Lutosławski schaffte den Spagat, indem er mit barockisierenden Formen spielte und volksmusikalische Elemente und Melodien mit moderner Klangsprache kombinierte. Dissonanzen wirken aufrichtig und kritisch-realistisch, werden aber dann wieder aufgelöst und fließen in gefälligere Klanglandschaften. Dieses Bild entspricht insoweit der Denk- und Schaffensweise des Komponisten, da er oft die Idee hatte, wie von oben auf eine Stadt herabzuschauen und dann tiefer zu gleiten, bis Straßen und Gebäude sichtbar würden.

© Andreas Ströbl

Auch im Konzert für Orchester spielt er mit Nähe und Ferne, denn die reichhaltigen Variationen eines Themas wirken mitunter so, als würden Strukturen aus unterschiedlicher Warte beobachtet. Anklänge an eine Melodie aus der Gegend um Warschau bilden das Hauptthema des ersten Satzes, nach wiederum einleitenden Paukenschlägen, aber solchen von unerbittlicher, nicht enden wollender Natur.
Jeder, der in den 70er und 80er Jahren ferngesehen hat, kennt zumindest eine Passage dieses Satzes, denn sie war Erkennungsmelodie des „ZDF-Magazins“. Zu den mit jähen Streicher-Schreien eingeleiteten, hektischen Stakkato-Stößen sah man eine nervös zuckende Oszillatoren-Linie und erwartete eher unangenehme Nachrichten.
Nervosität und Unruhe prägen weite Teile des dreisätzigen Werks, wenngleich der Mittelsatz etwas Elfenhaft-phantastisches hat und durch einen geheimnisvollen Reiz wirkt.
Der Finalsatz setzt sich aus einer Passacaglia, einer Toccata und einem Choral-Motiv zusammen.
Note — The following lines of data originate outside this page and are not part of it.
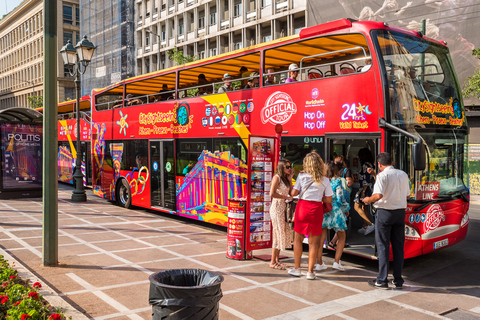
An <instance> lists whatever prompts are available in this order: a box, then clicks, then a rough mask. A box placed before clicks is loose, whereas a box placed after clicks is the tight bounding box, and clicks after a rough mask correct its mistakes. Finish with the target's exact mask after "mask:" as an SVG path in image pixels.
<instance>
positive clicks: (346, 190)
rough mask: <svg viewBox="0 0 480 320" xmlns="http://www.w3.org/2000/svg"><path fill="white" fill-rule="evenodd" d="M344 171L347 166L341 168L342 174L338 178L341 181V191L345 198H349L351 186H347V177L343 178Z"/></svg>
mask: <svg viewBox="0 0 480 320" xmlns="http://www.w3.org/2000/svg"><path fill="white" fill-rule="evenodd" d="M346 172H347V168H343V176H342V177H341V178H340V181H342V188H343V193H344V194H345V198H346V199H350V193H351V192H352V188H350V187H349V186H348V183H347V179H345V173H346Z"/></svg>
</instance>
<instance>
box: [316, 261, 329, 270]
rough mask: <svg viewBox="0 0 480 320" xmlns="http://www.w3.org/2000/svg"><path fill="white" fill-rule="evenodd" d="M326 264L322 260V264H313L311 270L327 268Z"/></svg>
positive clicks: (317, 269)
mask: <svg viewBox="0 0 480 320" xmlns="http://www.w3.org/2000/svg"><path fill="white" fill-rule="evenodd" d="M327 268H328V267H327V265H326V264H325V262H322V264H321V265H320V264H318V263H315V265H314V266H313V270H315V271H322V270H327Z"/></svg>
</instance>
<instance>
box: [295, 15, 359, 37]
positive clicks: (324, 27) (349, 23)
mask: <svg viewBox="0 0 480 320" xmlns="http://www.w3.org/2000/svg"><path fill="white" fill-rule="evenodd" d="M352 21H353V20H352V19H340V20H335V21H330V22H327V23H322V24H319V25H317V26H314V27H310V28H305V29H302V30H301V31H300V39H305V38H309V37H313V36H318V35H320V34H324V33H328V32H332V31H336V30H341V29H347V28H351V27H352Z"/></svg>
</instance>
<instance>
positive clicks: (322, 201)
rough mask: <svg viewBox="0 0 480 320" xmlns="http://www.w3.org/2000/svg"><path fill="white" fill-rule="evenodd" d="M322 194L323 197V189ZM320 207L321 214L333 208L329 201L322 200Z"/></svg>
mask: <svg viewBox="0 0 480 320" xmlns="http://www.w3.org/2000/svg"><path fill="white" fill-rule="evenodd" d="M325 189H326V188H325ZM323 196H324V197H325V191H323ZM322 209H323V214H326V213H329V212H330V211H332V210H333V206H332V204H331V203H326V202H323V201H322Z"/></svg>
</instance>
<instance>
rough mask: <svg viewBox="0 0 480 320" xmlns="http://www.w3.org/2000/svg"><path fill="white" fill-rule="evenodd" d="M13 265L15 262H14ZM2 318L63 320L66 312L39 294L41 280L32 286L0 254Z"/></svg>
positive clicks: (1, 304) (32, 319) (0, 309)
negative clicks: (14, 262)
mask: <svg viewBox="0 0 480 320" xmlns="http://www.w3.org/2000/svg"><path fill="white" fill-rule="evenodd" d="M12 266H13V264H12ZM0 284H1V286H0V319H6V320H27V319H28V320H47V319H48V320H63V319H66V318H65V316H64V314H63V313H62V312H61V311H60V310H58V309H56V308H53V307H52V306H50V305H49V304H48V302H47V301H46V300H45V299H44V298H43V297H42V296H41V295H39V294H38V292H37V290H38V289H40V288H41V287H42V285H41V284H40V283H39V282H35V283H34V284H33V285H32V286H30V285H29V281H28V280H26V281H25V280H23V279H21V278H20V277H19V276H18V272H17V270H15V269H14V268H13V267H10V265H9V264H8V262H7V261H6V260H5V259H4V258H3V256H2V255H0Z"/></svg>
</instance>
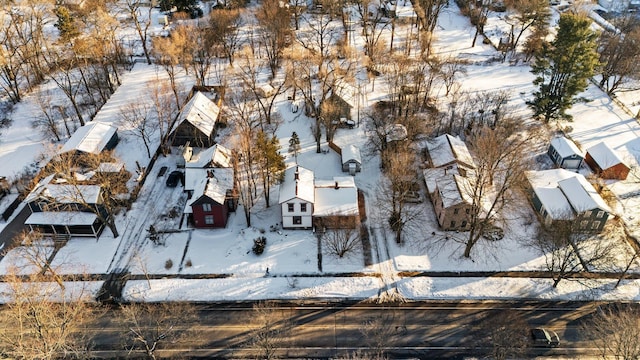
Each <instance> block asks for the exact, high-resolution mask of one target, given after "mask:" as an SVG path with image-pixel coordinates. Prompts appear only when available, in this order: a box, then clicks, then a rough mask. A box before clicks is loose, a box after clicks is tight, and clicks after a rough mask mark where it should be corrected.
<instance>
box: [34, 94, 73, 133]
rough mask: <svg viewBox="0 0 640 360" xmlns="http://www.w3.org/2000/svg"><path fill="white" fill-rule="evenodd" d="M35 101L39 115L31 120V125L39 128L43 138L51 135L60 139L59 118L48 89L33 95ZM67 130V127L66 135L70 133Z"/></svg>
mask: <svg viewBox="0 0 640 360" xmlns="http://www.w3.org/2000/svg"><path fill="white" fill-rule="evenodd" d="M35 102H36V104H37V105H38V108H40V111H41V115H40V116H37V117H36V119H35V120H34V121H33V123H32V125H33V127H34V128H37V129H40V130H41V131H42V134H43V137H44V138H45V139H48V138H51V137H53V138H54V139H55V140H56V141H60V140H61V138H60V130H59V129H58V125H59V124H58V121H59V118H58V116H57V114H56V113H55V111H54V110H53V106H52V104H51V94H50V93H49V92H48V91H40V92H38V93H37V94H36V96H35ZM69 132H70V131H68V128H67V136H70V135H71V134H70V133H69Z"/></svg>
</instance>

Lutosławskis Meisterschaft im Variieren wird hier offenbar, er spielt mit Crescendi und dem Spiel mit aufgeregter Spannung.

Trotz allem Druck, der aus der Partitur spricht, erhebt sich ein trotziges „Dennoch“, eine eher zwischen den Zeilen zu lesende Opposition gegen die Macht des angeblichen „Bruderlandes“.
Die Lübecker setzen all diese Aspekte gekonnt um und schaffen ein mitreißendes, vielschichtiges Klanggebäude, dessen Widersprüche eben Facetten eines Ganzen sind, das am besten zu fassen ist, wenn man von den Details wieder nach oben steigt und sich alles gemeinsam mit dem Schöpfer des Werks aus der Höhe betrachtet.

Glückwunsch zu einer großartigen Ensembleleistung mit herausragenden solistischen Einsätzen! Was für ein gelungener Einstieg in die neue Saison!

Andreas Ströbl, 14. September 2025


Ludwig van Beethoven, Konzert für Violine und Orchester D-Dur op. 61
Witold Lutosławski, Konzert für Orchester

Lübeck, Musik- und Kongreßhalle

1. Symphoniekonzert am 14. September 2025

Musikalische Leitung: Stefan Vladar
Violine: Frank Peter Zimmermann
Philharmonisches Orchester der Hansestadt Lübeck

Das Konzert wird wiederholt am Montag, 15. September um 19.30 Uhr.